Val Dahiya, an attorney at Perkins Coie and chair of the law firm’s securities trading and markets practice, said the SEC is making clear it believes the current definition of ‘exchange’ applies to many crypto exchanges currently operating.
This would apply to DeFi players too, she noted.
“The SEC’s proposal to replace ‘orders’ with ‘trading interest;’ remove ‘multiple’ before ‘buyers and sellers;’ and add ‘communication protocols’ would meaningfully expand the SEC’s ability to enforce registration requirements against DeFi protocols that perform the functions of securities exchanges,” Dahiya said.
Exchanges under the federal securities laws are self-regulatory organizations that are required to regulate trading and participants on their platforms, she added.
“This appears fundamentally inconsistent with the decentralization point of DeFi, which will likely have a chilling effect on this emerging area,” Dahiya said.
A smart contract on a blockchain typically includes a user interface or website to bring together buyers and sellers, according to an SEC filing.
“If, for example, an organization deploys a smart contract that the organization cannot significantly alter or control but constitutes a marketplace for securities under existing Exchange Act Rule 3b-16 or Rule 3b-16, as proposed to be amended, then that organization would be an exchange and would be responsible for compliance with federal securities laws for that market place,” it states.
A legal challenge coming?
There is no way a DeFi protocol could comply with the existing requirements for regulated exchanges, according to J.W. Verret, counsel at Lawrence Law and associate professor of blockchain securities and corporate law at George Mason University.
“It’s impossible, so Gary Gensler’s position is effectively a position to simply destroy DeFi,” he told Blockworks. “I don’t think the SEC’s position is going to be tenable. I think there will definitely be a legal challenge, and I think the odds are good that the legal challenge will succeed.”
Protocols such as Uniswap, which use smart contracts to execute trades, would potentially fall under the SEC’s proposed amended definition of an exchange.

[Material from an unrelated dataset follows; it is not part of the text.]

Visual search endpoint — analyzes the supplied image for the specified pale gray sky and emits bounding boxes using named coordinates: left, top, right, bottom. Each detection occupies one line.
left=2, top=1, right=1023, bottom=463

“Uniswap Labs will be submitting a detailed set of comments before the period closes that makes clear, among other things, that autonomous protocols are not exchanges,” a Uniswap spokesperson told Blockworks in a statement.
Crypto advocacy group Coin Center has already responded to the SEC’s proposal.
Coin Center argued in an April 14 letter that the new definition would create “an inappropriately broad standard for registration” that would force software developers and technologists to self-censor — meaning it would be eligible for “a pre-enforcement challenge on First Amendment grounds.”
The group included computer code in the letter, noting that the SEC’s publishing of Coin Center’s comments could bring together the buyers and sellers who might use the protocol.
“The SEC has, in similar contexts [in the] past, modified proposed rules to make them less restrictive as constitutional issues became apparent,” Coin Center states. “The commission should do so again here.”
The SEC declined to comment.
Verret noted that the SEC has lost freedom of speech cases before.
The Supreme Court ruled, in the 1985 case Lowe v. Securities and Exchange Commission, for example, that the SEC could not stop a financial manager from publishing an investing newsletter just because its authors were not registered investment advisers.
There’s little difference between putting written code on internet hosting service Github or deploying it as a smart contract on Ethereum, Verret added.
“They’re both just global databases that can hold code, which is speech,” he said. “So the SEC doesn’t have statutory authorization to treat that as an exchange.”